The court said that venue was proper in the Northern District of California because the company advertised its products on a website accessible to consumers in that forum. The court rejected arguments that the company made fair use of the Ansel Adams mark, that its use of the term “Ansel Adams Lost Negatives” was a non-commercial statement of opinion rather than false advertising, and that the First Amendment barred a right of publicity claim challenging use of the photographer's name and likeness.
The Ansel Adams Publishing Rights Trust owns the rights to the intellectual property of the late photographer, Ansel Adams, including his name and the “Ansel Adams” trademark.
Rick Norsigian possesses 65 negatives that he contends are lost negatives created by Adams. The Trust disputed that the lost negatives were created by Adams and said that Norsigian and his company, PRS Media Partners, unlawfully promoted and offered for sale the prints and posters they called “Ansel Adams Lost Negatives” using the Adams trademark and Adams' name and likeness.
The Trust sued Norsigian and PRS for trademark infringement, false designation of origin, unfair competition, false advertising, false endorsement, trademark dilution, and various California state law claims, including right of publicity.
PRS moved to transfer the action on the grounds that the Northern District of California was an improper venue or, alternatively, to dismiss under Fed. R. Civ. P. 12(b)(6).
PRS argued that, even if venue in the Northern District of California may be proper, the case should be transferred either to the Eastern or Central District because such transfer is permitted under 28 U.S.C. § 1406(a), “for the convenience of parties and witnesses and in the interest of justice.”
Judge Jeffrey S. White referenced the district court's ruling in Sutter Home Winery Inc. v. Madrona Vineyards,(N.D. Cal. 2005), in determining that the Northern District of California was proper venue. In Sutter Home,the defendant maintained a website on which it advertised its wines. Although the defendant did not sell wine online directly through its website, customers were able to download an order form from the website and then mail in the order. The court there held that venue was proper in the Northern District of California because consumers who resided in the district could be confused by the defendant's use of the mark in question.
“Similarly, here, Defendants advertise their prints and posters through a website accessible by consumers in the Northern District of California,” the court said. “Moreover, consumers may purchase Defendants' prints and posters directly through the website.” Thus, the court said that venue was proper pursuant to 28 U.S.C. § 1391(b)(2).
“Typically, a court should give a plaintiff's choice of forum great deference unless the defendant can show that other factors of convenience clearly outweigh the plaintiff's choice of forum,” the court said. “Defendants have not demonstrated that the convenience of witnesses and the parties, the ease of access to evidence, or that the interests of justice clearly outweigh the Trusts' choice of forum and that such factors tip in favor of transferring this case.”

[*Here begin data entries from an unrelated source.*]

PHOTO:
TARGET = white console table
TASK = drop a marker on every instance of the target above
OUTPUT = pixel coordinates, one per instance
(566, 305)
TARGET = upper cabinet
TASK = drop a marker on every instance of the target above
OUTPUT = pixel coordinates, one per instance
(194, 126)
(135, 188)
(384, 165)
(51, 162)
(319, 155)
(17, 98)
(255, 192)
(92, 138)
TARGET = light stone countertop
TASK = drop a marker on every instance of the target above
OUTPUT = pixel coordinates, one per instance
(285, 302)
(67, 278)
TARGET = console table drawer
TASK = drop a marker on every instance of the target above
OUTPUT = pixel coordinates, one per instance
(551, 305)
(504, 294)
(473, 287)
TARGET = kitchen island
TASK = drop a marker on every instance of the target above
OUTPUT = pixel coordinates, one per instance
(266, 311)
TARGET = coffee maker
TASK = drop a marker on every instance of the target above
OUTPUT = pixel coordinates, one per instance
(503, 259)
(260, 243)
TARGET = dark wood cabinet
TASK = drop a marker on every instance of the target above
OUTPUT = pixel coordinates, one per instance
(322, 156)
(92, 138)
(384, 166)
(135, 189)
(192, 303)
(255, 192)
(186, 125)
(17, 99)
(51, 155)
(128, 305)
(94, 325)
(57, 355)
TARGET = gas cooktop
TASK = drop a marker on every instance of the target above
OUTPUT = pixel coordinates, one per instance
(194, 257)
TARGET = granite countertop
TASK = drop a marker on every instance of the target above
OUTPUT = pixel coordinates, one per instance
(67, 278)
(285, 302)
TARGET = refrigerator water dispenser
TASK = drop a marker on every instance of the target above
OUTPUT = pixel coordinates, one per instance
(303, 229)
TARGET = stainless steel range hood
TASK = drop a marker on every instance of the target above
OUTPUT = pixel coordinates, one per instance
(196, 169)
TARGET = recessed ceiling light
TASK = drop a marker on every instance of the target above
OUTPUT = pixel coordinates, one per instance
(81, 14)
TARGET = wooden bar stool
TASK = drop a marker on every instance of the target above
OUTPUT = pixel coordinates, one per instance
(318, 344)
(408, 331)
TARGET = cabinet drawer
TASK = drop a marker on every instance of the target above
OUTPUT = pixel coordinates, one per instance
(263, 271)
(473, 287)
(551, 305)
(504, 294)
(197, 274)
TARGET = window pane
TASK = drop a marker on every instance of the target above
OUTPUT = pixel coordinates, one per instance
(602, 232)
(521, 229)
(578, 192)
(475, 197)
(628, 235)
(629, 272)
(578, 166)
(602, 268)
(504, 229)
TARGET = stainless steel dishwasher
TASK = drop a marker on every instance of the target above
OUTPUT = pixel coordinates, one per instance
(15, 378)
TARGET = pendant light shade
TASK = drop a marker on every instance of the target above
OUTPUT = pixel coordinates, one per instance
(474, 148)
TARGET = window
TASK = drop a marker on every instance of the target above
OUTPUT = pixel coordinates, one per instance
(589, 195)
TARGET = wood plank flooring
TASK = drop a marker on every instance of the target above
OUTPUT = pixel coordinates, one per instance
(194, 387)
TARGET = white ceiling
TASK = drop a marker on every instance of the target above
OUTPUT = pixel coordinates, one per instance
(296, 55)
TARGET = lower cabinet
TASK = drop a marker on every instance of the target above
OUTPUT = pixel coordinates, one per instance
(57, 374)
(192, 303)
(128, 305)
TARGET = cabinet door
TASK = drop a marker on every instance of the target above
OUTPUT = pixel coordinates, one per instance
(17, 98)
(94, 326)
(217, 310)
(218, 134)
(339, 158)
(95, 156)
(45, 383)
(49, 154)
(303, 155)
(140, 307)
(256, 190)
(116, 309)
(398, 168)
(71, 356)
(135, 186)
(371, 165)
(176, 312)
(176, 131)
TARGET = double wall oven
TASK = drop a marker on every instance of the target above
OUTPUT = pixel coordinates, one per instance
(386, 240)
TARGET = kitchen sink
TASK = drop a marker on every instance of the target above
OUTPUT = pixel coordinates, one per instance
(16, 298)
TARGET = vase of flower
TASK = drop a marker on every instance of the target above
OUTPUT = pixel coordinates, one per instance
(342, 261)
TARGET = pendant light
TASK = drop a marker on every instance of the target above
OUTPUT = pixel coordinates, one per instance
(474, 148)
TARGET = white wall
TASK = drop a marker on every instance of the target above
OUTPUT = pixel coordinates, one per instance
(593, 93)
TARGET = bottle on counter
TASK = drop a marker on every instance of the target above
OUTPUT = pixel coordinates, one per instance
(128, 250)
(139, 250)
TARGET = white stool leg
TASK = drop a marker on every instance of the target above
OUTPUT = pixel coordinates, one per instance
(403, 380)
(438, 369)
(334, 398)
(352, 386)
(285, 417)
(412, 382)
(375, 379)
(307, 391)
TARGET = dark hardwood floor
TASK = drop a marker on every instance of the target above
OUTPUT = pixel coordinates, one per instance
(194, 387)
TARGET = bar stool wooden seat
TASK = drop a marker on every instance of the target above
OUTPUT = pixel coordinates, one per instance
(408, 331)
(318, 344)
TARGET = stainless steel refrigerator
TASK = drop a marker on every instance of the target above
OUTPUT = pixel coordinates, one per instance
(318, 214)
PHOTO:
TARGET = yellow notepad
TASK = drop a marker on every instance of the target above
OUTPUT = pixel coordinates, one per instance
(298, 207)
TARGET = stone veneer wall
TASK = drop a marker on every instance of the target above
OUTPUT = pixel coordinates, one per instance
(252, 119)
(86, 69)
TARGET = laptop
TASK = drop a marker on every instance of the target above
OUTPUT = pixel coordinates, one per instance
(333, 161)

PRS also argued that the Trust's claim for false designation of origin was barred by the Dastar Doctrine--referring to the Supreme Court's holding in Dastar Corp. v. Twentieth Century Fox Film Corp.,123 S. Ct. 2041, 66 USPQ2d 1641 (2003) (66 PTCJ 162, 6/6/03). However, the court said that PRS failed to define the doctrine or otherwise show how it was applicable here.
Further, PRS argued that the Trust's claim for false designation of origin, as well as its claims for false endorsement and trademark dilution, were barred because its use of the Ansel Adams mark constituted nominative fair use. Again, the court was not persuaded.
“The defense of nominative fair use applies where the defendant has used the plaintiff's mark to describe the plaintiff's product, as opposed to classic fair use where the defendant has used the plaintiff's mark to describe the defendant's own product,” the court said. “Here,” however, the court stressed, “the Trust alleges that Defendants have used the Ansel Adams mark to describe Defendants' product, the prints and posters.”
The court similarly turned back PRS's argument that the Trust's dilution claim should be dismissed for failure to allege that PRS was using a second trademark to blur or tarnish the Ansel Adams mark. Because the Trust alleged that PRS was using the Ansel Adams mark to sell its products, it had sufficiently alleged the use of an identical mark, the court said.
Next, the court rejected PRS's argument that the Trust's claim for false advertising failed because its use of the term “Ansel Adams Lost Negatives” constituted a noncommercial statement of opinion. The Trust's allegations that PRS had made statements and claims that the prints and posters it offers for sale are the works of Ansel Adams sufficed to show that the false advertising claim was premised on PRS's commercial speech, the court said.
Finally, PRS contended that the First Amendment bars the Trust's right of publicity claim because its use of the Ansel Adams name and likeness is related to a matter of great concern--the possible discovery of 65 glass negatives created by the iconic Adams.
To determine whether the First Amendment bars a right of publicity claim, courts must examine whether the new work adds something new, with a further purpose or different character, altering the first with new expression, meaning, or message, the court said. However, PRS did not address to what extent its use of the Ansel Adams name and likeness is transformative, according to the court.
“More significantly, the Trust alleges that Defendants' use of the Ansel Adams name and likeness was use for purely commercial purposes--to market and sell 'Ansel Adams' prints and posters. Based on the Trust's allegations, the First Amendment does not bar its right of publicity claim.”
Thus, the court denied PRS's motion to transfer, or in the alternative, to dismiss.
The Trust was represented by Robert Steinberg of Latham & Watkins, Los Angeles. PRS was represented by Arnold P. Peter of Peter Rubin & Simon, Beverly Hills, Calif.